Understanding Basics of Management Skills


Even if your title doesn’t say “manager,” you can still harness the power of management skills!

The next time your boss says, “Handle it…” will you be ready? Do you feel 100% confident managing projects, people, and situations independently?

It’s a fact: If you want to be an “exceptional assistant,” a fully contributing member of your team, you need the skills of a manager to survive and thrive. You need skills to remain positive, skills to make decisions, manage change and manage tasks, solve problems, negotiate what you need – watch problems dissolve and roadblocks fall as you use the time-tested management skills.

Basic Management Skills

There are four basic management skills anyone must master to have any success in a management job. These four basic skills are the plan, organize, direct, and control and are discussed separately in detail below.


Planning is the first and most important step in any management task. It also is the most often overlooked or purposely skipped a step. While the amount of planning and the detail required will vary from task to task, to skip this task is to invite sure disaster except by sure blind luck. Proper Planning Prevents Poor Performance.

Managers plan for three reasons

  1. Establish an overall direction for the organization’s future
  2. Identify and commit resources to achieve goals
  3. Decide which tasks must be done to reach those goals


  • involves tasks that must be performed to attain organizational goals,
  • outlining how the tasks must be performed, and
  • indicating when they should be performed.



A manager must be able to organize teams, tasks, and projects in order to get the team’s work done in the most efficient and effective manner. As a beginning manager, you may be organizing a small work team or a project team. These same skills will be required later in your career when you have to organize a department or a new division of the company.

Clearly, there is a lot of overlap between planning the work and in organizing it. Where planning focuses on what needs to be done, an organization is more operational and is more focused on how to get the work done best.

When you organize the work, you need to:

  1. determine the roles needed,
  2. assign tasks to the roles,
  3. determine the best resource (people or equipment) for the role,
  4. obtain the resources and allocate them to the roles, and
  5. assign resources to the roles and delegate authority and responsibility to them.

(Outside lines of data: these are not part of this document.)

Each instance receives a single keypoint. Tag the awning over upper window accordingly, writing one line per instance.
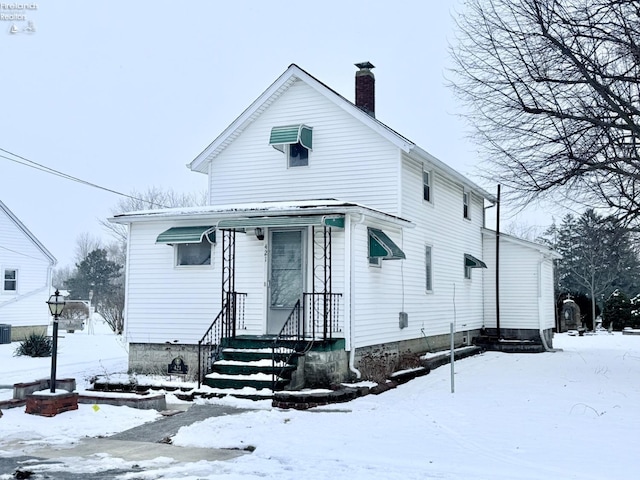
(289, 134)
(336, 221)
(381, 246)
(187, 235)
(473, 262)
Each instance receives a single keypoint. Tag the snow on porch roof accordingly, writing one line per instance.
(259, 209)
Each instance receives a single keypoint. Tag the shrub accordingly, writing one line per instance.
(35, 345)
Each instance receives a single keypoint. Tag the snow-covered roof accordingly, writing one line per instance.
(259, 209)
(281, 85)
(28, 233)
(545, 250)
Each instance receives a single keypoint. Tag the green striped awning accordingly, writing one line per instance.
(187, 235)
(381, 246)
(473, 262)
(336, 221)
(290, 134)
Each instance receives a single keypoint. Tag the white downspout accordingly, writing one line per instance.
(540, 308)
(350, 260)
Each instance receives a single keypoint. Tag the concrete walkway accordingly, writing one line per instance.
(149, 441)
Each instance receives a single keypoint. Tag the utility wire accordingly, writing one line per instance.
(30, 163)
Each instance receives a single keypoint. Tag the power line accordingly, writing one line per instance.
(30, 163)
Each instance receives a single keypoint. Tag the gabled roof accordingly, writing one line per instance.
(543, 249)
(27, 233)
(277, 88)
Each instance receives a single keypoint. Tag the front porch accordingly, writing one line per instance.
(229, 358)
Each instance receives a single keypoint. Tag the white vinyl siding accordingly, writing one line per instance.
(526, 286)
(155, 314)
(349, 161)
(10, 280)
(428, 268)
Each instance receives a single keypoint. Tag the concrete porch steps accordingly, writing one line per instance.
(248, 362)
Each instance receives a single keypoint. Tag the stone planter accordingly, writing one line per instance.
(49, 404)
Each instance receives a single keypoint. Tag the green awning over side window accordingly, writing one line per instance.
(290, 134)
(381, 246)
(187, 235)
(473, 262)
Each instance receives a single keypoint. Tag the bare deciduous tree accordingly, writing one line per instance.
(153, 198)
(553, 92)
(85, 244)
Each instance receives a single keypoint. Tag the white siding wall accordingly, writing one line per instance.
(547, 297)
(167, 303)
(27, 306)
(400, 285)
(526, 286)
(348, 162)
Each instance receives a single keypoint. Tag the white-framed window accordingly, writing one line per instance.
(466, 200)
(467, 271)
(297, 155)
(375, 262)
(427, 192)
(193, 254)
(10, 280)
(428, 268)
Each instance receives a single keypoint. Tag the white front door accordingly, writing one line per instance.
(286, 275)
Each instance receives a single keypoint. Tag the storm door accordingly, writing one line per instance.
(286, 275)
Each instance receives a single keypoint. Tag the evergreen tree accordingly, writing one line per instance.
(598, 257)
(95, 273)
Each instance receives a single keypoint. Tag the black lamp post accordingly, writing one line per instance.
(56, 305)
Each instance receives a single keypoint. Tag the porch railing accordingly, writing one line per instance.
(316, 319)
(228, 321)
(284, 345)
(322, 315)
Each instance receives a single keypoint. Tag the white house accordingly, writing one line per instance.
(326, 222)
(26, 267)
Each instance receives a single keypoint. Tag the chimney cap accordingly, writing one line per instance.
(364, 65)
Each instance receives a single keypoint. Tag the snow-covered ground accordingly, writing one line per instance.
(573, 414)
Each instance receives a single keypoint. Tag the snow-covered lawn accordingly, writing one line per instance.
(573, 414)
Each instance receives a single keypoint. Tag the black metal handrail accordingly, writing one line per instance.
(322, 315)
(226, 324)
(281, 350)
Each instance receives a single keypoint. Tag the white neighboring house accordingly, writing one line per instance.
(26, 267)
(325, 221)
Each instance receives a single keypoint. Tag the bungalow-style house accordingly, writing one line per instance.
(326, 227)
(26, 267)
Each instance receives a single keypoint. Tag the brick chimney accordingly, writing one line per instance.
(366, 88)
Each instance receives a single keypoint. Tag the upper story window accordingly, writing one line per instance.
(466, 211)
(296, 141)
(10, 280)
(426, 186)
(297, 155)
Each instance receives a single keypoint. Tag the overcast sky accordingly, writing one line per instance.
(124, 94)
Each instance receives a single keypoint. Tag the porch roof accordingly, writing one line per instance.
(282, 221)
(327, 212)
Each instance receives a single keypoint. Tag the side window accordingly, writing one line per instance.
(193, 254)
(10, 280)
(428, 270)
(467, 271)
(426, 186)
(298, 155)
(466, 196)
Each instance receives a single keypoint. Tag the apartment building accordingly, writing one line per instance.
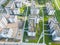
(49, 8)
(54, 29)
(33, 19)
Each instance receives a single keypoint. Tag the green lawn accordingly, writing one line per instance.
(5, 3)
(38, 32)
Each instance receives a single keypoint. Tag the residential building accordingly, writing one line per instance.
(49, 8)
(33, 19)
(12, 9)
(54, 29)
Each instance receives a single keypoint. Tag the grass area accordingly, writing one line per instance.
(38, 32)
(57, 14)
(5, 3)
(58, 1)
(54, 5)
(41, 1)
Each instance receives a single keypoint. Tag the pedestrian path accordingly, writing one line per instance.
(32, 44)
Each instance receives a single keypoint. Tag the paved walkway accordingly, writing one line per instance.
(32, 44)
(57, 4)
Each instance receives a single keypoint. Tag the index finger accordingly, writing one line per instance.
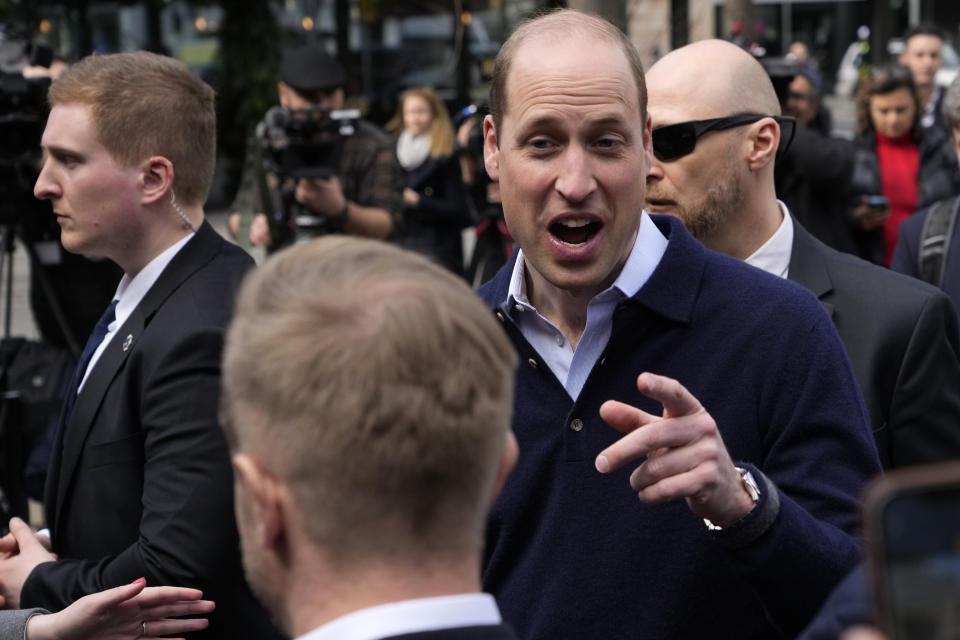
(24, 536)
(674, 397)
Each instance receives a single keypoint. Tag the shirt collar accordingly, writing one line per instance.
(131, 291)
(411, 616)
(648, 249)
(773, 256)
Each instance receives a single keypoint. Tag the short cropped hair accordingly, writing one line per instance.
(923, 29)
(379, 388)
(144, 104)
(561, 24)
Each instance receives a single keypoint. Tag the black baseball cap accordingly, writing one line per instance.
(310, 68)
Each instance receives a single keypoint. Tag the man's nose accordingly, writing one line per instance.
(45, 188)
(655, 172)
(576, 180)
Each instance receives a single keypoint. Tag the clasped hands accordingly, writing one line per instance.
(20, 551)
(685, 455)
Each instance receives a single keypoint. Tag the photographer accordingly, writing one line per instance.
(361, 197)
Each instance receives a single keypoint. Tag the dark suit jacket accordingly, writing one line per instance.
(907, 254)
(485, 632)
(901, 337)
(140, 482)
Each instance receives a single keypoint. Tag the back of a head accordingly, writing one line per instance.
(734, 81)
(923, 29)
(379, 388)
(144, 104)
(560, 25)
(951, 106)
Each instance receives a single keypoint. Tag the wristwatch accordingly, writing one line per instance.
(753, 489)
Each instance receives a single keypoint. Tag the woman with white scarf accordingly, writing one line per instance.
(434, 195)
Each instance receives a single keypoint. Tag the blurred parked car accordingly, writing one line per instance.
(848, 75)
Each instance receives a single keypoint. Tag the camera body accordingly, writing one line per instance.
(300, 144)
(23, 114)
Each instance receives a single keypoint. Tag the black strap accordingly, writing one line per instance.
(935, 240)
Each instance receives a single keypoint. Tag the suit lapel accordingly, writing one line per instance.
(808, 269)
(195, 254)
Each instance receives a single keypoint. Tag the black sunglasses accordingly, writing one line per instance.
(677, 140)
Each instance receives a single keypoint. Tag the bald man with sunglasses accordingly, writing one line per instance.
(693, 442)
(713, 167)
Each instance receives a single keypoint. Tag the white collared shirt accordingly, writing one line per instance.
(572, 367)
(773, 256)
(411, 616)
(129, 293)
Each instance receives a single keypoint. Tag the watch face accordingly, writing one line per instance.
(750, 483)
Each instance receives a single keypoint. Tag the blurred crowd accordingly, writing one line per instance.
(613, 355)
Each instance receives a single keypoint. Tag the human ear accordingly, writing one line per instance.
(491, 149)
(764, 140)
(156, 179)
(264, 493)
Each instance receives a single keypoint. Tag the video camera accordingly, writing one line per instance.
(301, 143)
(23, 114)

Directing is the action step. You have planned and organized the work. Now you have to direct your team to get the work done. Start by making sure the goal is clear to everyone on the team. Do they all know what the goal is? Do they all know what their role is in getting the team to the goal? Do they have everything they need (resources, authority, time, etc.) to do their part?

Pull, Don’t Push
You will be more effective at directing the team toward your goal if you pull (lead them) rather than push (sit back and give orders). You want to motivate the people on your team and assist and inspire them toward the team goals.


It is essential that the manager be able to control the team’s activities.

In the steps above, you have planned the work, organized the resources to make it happen most efficiently, and directed the team to start work. In the control step, you monitor the work being done. You compare the actual progress to the plan. You verify that the organization is working as you designed it.

If everything is going well, you do not need to do anything but monitor. However, that seldom happens. Someone gets sick, the database sort takes longer each iteration than projected, a key competitor drops their prices, a fire destroys the building next door and you have to evacuate for several days, or some other factor impacts your plan. The control step now dictates that you have to take action to minimize the impact and brings things back to the desired goal as quickly as possible.

Often this means going back to the planning stage and adjusting plans. Sometimes it may require a change in the organization. and you will have to re-direct everyone toward the new goals and inspire them. Then, of course, you control the new plan and adjust if needed. This cycle continues until you complete the task.

Leading (Influencing) means guiding the activities of the organization members in appropriate directions. The objective is to improve productivity.

Getting others to perform the necessary tasks by motivating them to achieve the organization’s goals. The crucial element in all functions.